When using the DataHub Python interface, I run int...
# troubleshoot
b
When using the DataHub Python interface, I run into a strange value error exception. I'm not sure if its a bug or I'm doning something wrong here. Any idea how to get the code up and running?

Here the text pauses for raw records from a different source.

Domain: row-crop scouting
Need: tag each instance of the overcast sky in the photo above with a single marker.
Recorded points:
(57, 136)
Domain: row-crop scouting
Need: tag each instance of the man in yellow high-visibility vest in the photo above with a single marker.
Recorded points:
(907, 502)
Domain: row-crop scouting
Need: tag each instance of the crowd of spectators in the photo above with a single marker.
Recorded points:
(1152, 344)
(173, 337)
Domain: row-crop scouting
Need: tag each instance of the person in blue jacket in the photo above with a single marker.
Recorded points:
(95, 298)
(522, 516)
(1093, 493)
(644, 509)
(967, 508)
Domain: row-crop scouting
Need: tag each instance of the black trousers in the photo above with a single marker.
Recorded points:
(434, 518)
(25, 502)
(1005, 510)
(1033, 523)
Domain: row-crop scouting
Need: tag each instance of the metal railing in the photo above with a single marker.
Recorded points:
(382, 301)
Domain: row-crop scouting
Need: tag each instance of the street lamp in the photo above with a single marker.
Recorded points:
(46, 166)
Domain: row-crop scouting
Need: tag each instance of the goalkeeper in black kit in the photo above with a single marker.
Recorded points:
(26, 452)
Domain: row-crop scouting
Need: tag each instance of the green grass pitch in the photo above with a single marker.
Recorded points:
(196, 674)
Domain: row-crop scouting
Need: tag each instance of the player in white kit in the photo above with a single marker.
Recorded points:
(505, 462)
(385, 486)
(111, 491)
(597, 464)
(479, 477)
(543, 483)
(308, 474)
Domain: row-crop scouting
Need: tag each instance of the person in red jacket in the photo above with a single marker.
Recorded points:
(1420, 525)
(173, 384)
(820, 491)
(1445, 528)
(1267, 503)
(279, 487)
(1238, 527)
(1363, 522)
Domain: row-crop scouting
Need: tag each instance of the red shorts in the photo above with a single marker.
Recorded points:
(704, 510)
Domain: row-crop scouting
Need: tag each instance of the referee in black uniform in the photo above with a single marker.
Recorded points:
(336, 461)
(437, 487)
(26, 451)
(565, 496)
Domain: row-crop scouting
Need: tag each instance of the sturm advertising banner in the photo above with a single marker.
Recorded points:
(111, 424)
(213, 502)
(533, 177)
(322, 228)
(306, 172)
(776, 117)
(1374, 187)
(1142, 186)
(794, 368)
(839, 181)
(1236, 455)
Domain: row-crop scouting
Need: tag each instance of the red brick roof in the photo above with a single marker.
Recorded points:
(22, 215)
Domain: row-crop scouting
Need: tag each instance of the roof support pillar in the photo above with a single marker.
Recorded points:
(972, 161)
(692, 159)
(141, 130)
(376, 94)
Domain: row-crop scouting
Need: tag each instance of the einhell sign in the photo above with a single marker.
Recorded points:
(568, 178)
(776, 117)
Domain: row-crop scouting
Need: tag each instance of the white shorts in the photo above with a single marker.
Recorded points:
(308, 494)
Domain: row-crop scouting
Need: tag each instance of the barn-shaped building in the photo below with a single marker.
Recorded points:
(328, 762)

Simple example code to reproduce:
Copy code
from datahub.ingestion.graph.client import DatahubClientConfig, DataHubGraph
 
from datahub.metadata.schema_classes import (
    SchemaMetadataClass,
    EditableSchemaMetadataClass
)
gms_endpoint = https://<url_of_the_datahub_installation>/api/gms
dataset_urn = <some existing table urn in datahub>  #e.g. "urn:li:dataset:(urn:li:dataPlatform:postgres,pagila.public.actor,PROD)"
 
datahub_uplink = DataHubGraph(config=DatahubClientConfig(server=gms_endpoint, token=datahub_token))

# Following code throws 
#   ValueError(f'{readers_schema.fullname} contains extra fields: {input_keys}')  

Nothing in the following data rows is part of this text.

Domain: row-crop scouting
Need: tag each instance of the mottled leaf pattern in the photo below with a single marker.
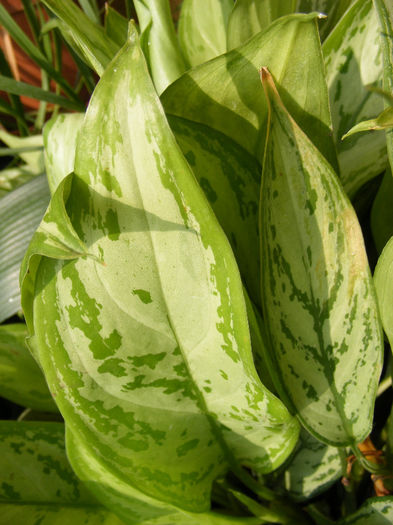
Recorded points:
(122, 349)
(376, 511)
(21, 380)
(37, 484)
(60, 135)
(353, 60)
(313, 468)
(318, 296)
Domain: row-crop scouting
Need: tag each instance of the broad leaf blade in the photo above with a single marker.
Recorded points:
(383, 279)
(20, 214)
(382, 212)
(96, 46)
(313, 468)
(36, 481)
(223, 94)
(353, 61)
(249, 17)
(159, 42)
(318, 296)
(385, 15)
(21, 380)
(202, 29)
(142, 334)
(60, 134)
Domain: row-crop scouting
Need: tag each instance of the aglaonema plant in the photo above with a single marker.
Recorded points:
(198, 296)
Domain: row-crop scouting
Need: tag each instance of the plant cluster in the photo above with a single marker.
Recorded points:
(195, 330)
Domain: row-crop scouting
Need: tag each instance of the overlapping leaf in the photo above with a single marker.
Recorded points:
(354, 60)
(60, 135)
(218, 115)
(16, 231)
(318, 296)
(159, 42)
(21, 380)
(202, 29)
(37, 484)
(121, 333)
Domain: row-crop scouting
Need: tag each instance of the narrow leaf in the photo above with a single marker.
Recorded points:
(202, 29)
(385, 16)
(249, 17)
(218, 114)
(353, 61)
(60, 134)
(20, 88)
(97, 48)
(20, 213)
(129, 344)
(319, 302)
(21, 380)
(159, 42)
(383, 279)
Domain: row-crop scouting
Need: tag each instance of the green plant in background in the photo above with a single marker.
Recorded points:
(197, 293)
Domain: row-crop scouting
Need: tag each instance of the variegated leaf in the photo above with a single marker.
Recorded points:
(314, 467)
(21, 380)
(385, 16)
(121, 334)
(159, 42)
(354, 60)
(375, 511)
(202, 29)
(60, 134)
(37, 484)
(318, 296)
(218, 115)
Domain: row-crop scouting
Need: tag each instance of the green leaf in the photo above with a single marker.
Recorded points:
(21, 380)
(249, 17)
(382, 212)
(20, 88)
(224, 94)
(383, 121)
(90, 38)
(33, 159)
(116, 25)
(20, 213)
(375, 511)
(218, 115)
(353, 60)
(60, 134)
(34, 53)
(202, 29)
(37, 484)
(385, 16)
(129, 503)
(319, 302)
(159, 42)
(313, 468)
(129, 343)
(383, 276)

#   ValueError: com.linkedin.pegasus2avro.schema.Schemaless contains extra fields: 
#   {'com.linkedin.schema.MySqlDDL'}input_keys}')"

schema_metadata = datahub_uplink.get_aspect_v2(
    entity_urn=dataset_urn,
    aspect="schemaMetadata",
    aspect_type=SchemaMetadataClass,
)
 
# This works (quering a different aspect):
# schema_metadata = datahub_uplink.get_aspect_v2(
#    entity_urn=dataset_urn,
#    aspect="editableSchemaMetadata",
#    aspect_type=EditableSchemaMetadataClass,
# )
Full error:
Copy code
Traceback (most recent call last):
  File "error.py", line 20, in <module>
    schema_metadata = datahub_uplink.get_aspect_v2(
  File "/home/uwest/venv/lib/python3.8/site-packages/datahub/ingestion/graph/client.py", line 148, in get_aspect_v2
    return aspect_type.from_obj(aspect_json, tuples=True)
  File "/home/uwest/venv/lib/python3.8/site-packages/avrogen/dict_wrapper.py", line 41, in from_obj
    return conv.from_json_object(obj, cls.RECORD_SCHEMA)
  File "/home/uwest/venv/lib/python3.8/site-packages/avrogen/avrojson.py", line 104, in from_json_object
    return self._generic_from_json(json_obj, writers_schema, readers_schema)
  File "/home/uwest/venv/lib/python3.8/site-packages/avrogen/avrojson.py", line 257, in _generic_from_json
    result = self._record_from_json(json_obj, writers_schema, readers_schema)
  File "/home/uwest/venv/lib/python3.8/site-packages/avrogen/avrojson.py", line 345, in _record_from_json
    field_value = self._generic_from_json(json_obj[field.name], writers_field.type, field.type)
  File "/home/uwest/venv/lib/python3.8/site-packages/avrogen/avrojson.py", line 255, in _generic_from_json
    result = self._union_from_json(json_obj, writers_schema, readers_schema)
  File "/home/uwest/venv/lib/python3.8/site-packages/avrogen/avrojson.py", line 313, in _union_from_json
    return self._generic_from_json(json_obj, s, readers_schema)
  File "/home/uwest/venv/lib/python3.8/site-packages/avrogen/avrojson.py", line 238, in _generic_from_json
    return self._generic_from_json(json_obj, writers_schema, s)
  File "/home/uwest/venv/lib/python3.8/site-packages/avrogen/avrojson.py", line 257, in _generic_from_json
    result = self._record_from_json(json_obj, writers_schema, readers_schema)
  File "/home/uwest/venv/lib/python3.8/site-packages/avrogen/avrojson.py", line 358, in _record_from_json
    raise ValueError(f'{readers_schema.fullname} contains extra fields: {input_keys}')
ValueError: com.linkedin.pegasus2avro.schema.Schemaless contains extra fields: {'com.linkedin.schema.MySqlDDL'}
l
@helpful-optician-78938 ^
h
@brave-businessperson-3969, could you try specifying the
aspect_type_name="com.linkedin.schema.SchemaMetadata"
and try? If that doesn't work, I'll work on a fix. In the meantime, you can unblock yourself using this alternate API similar to datahub cli.
I took a closer look at this, there is an issue with the underlying library that we use. I'll work on a fix soon.
b
Thanks for the information about the other API and the info update. The alternate API kinda works for me but I'm really happy to hear you'll work on a proper fix. I appreciate that very much.
Hi @helpful-optician-78938, any update on this?